“O brasileiro é realmente um povo com carma pesado. Depois de enfrentar tantas ditaduras, governos corruptos, pandemia, golpes diários contra o bolso, e até já estar acostumado com gasolina ‘batizada’ de alguns postos, essa agora de bebida falsificada foi demais”, aponta o jornalista Paulo Rogério
Confira:
Alerta geral emitido entre os papudinhos da Parquelândia. O povo está em polvorosa total no Bar do Careca diante das recentes notícias da falsificação de bebidas. O próprio Careca convocou os frequentadores mais assíduos para uma assembleia geral para discutir o que seria feito. A situação exigia uma medida emergencial urgente a ser tomada antes que o último reduto de boêmios da periferia oeste de Fortaleza fosse relegado à extinção.
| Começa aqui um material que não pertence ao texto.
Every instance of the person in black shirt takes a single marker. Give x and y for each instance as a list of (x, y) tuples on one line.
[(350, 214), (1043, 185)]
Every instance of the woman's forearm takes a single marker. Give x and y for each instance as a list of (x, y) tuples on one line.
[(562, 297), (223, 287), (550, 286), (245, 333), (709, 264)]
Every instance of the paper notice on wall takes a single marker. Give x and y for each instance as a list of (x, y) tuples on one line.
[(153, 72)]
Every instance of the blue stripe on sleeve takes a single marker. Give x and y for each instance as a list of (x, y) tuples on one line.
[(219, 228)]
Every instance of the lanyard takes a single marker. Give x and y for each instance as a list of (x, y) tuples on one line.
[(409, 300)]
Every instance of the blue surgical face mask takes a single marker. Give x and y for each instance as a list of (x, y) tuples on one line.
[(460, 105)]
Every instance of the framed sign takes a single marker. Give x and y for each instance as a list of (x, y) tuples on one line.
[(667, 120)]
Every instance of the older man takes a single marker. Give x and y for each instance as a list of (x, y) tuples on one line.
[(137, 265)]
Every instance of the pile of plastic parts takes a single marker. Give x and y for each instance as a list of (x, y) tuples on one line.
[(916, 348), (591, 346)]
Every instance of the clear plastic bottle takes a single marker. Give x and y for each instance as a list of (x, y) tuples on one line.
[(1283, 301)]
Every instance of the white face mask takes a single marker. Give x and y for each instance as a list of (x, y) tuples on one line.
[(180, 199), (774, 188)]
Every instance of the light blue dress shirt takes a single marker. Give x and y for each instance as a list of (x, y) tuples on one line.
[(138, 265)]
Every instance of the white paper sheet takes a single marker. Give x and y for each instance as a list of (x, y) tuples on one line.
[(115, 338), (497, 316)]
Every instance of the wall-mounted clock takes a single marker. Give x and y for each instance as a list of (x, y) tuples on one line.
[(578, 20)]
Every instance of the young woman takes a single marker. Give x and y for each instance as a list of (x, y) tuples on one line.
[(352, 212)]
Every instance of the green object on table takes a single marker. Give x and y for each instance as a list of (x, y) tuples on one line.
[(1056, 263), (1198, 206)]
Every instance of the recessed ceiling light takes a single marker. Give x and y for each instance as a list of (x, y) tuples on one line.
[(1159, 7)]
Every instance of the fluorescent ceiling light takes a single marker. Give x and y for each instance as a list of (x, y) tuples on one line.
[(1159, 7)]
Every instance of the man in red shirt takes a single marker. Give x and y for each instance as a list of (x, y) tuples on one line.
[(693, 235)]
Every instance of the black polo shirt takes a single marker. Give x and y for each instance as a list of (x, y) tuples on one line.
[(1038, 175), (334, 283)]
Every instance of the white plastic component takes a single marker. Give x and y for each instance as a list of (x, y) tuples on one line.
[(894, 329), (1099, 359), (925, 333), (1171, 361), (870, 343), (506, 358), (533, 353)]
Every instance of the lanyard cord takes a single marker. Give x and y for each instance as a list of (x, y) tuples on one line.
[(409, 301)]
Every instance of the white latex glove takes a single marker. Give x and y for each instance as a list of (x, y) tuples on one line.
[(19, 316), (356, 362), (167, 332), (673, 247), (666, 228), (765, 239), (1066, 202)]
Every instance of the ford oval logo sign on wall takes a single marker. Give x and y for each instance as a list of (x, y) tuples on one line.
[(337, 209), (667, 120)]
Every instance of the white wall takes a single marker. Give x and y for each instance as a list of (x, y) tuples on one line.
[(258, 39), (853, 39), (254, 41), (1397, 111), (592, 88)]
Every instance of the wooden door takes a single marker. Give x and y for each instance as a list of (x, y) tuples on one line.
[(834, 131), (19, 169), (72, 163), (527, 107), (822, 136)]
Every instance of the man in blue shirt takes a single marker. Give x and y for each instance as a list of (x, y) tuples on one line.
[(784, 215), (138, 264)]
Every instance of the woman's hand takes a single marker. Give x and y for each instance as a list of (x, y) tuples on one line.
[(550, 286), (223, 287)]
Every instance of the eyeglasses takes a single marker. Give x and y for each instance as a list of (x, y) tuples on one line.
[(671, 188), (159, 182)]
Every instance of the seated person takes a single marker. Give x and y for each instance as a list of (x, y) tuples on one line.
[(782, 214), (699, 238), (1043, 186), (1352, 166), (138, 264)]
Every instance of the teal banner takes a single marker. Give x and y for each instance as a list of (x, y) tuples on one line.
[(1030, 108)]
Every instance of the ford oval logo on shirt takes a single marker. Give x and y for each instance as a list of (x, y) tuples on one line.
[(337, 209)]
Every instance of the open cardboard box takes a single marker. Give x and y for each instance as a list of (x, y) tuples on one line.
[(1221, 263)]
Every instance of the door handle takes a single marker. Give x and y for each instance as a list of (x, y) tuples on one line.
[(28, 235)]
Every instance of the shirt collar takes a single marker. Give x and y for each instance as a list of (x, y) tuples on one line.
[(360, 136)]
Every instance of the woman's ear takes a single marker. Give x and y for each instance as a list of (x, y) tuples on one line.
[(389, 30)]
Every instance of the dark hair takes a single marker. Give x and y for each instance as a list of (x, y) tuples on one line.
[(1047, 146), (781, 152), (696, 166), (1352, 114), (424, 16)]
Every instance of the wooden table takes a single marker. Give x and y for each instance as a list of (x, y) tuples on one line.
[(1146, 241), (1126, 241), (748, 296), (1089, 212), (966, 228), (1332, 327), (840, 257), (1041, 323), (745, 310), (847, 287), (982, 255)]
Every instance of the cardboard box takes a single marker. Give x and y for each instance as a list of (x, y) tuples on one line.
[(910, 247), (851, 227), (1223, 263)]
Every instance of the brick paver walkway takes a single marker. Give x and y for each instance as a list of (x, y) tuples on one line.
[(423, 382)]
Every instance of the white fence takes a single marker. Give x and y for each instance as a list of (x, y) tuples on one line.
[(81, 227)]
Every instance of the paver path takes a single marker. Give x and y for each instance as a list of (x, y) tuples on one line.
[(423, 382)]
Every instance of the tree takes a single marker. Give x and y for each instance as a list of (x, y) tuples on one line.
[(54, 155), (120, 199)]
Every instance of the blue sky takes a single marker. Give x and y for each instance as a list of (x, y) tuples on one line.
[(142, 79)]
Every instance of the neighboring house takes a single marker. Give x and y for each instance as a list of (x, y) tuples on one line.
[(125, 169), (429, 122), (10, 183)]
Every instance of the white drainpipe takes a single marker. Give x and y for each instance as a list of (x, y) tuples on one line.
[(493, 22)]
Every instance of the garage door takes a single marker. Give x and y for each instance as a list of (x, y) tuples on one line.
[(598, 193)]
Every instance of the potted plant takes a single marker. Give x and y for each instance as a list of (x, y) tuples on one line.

A chamada foi feita para o mesmo dia, a coisa exigia urgência. O salão estava apinhado de personagens etilicamente conhecidos da vizinhança. Figuras ilustres como o Dr. Data Venha, o Bigode Vermelho, Paulo Dedim e Zé Canela, estavam presentes. Até mesmo o Bastião Pé de Mesa, que andava meio afastado por conta de problemas no fígado, fez questão de prestigiar o conclave. A zoada no local era grande. Ninguém entendia ninguém. Vez por outra um gritava mais alto: “Bora tomar uma”. E logo era vaiado, para surpresa geral dos vizinhos do bar que, curiosos, assistiam ao memorável evento.
Por ordem do Careca, a venda de bebidas estava suspensa naquele momento. Sabiamente ele decidiu que ninguém poderia sair dali direto para o hospital. A luta era maior que alguns poucos goles. Estava em jogo a sobrevivência de uma classe unida. A mulherada agradeceu a decisão. Era a primeira vez, em anos, que muitos ali iam ao bar e conseguiriam voltar sóbrios. E andando sem bater nos muros e portões. Triste sonho!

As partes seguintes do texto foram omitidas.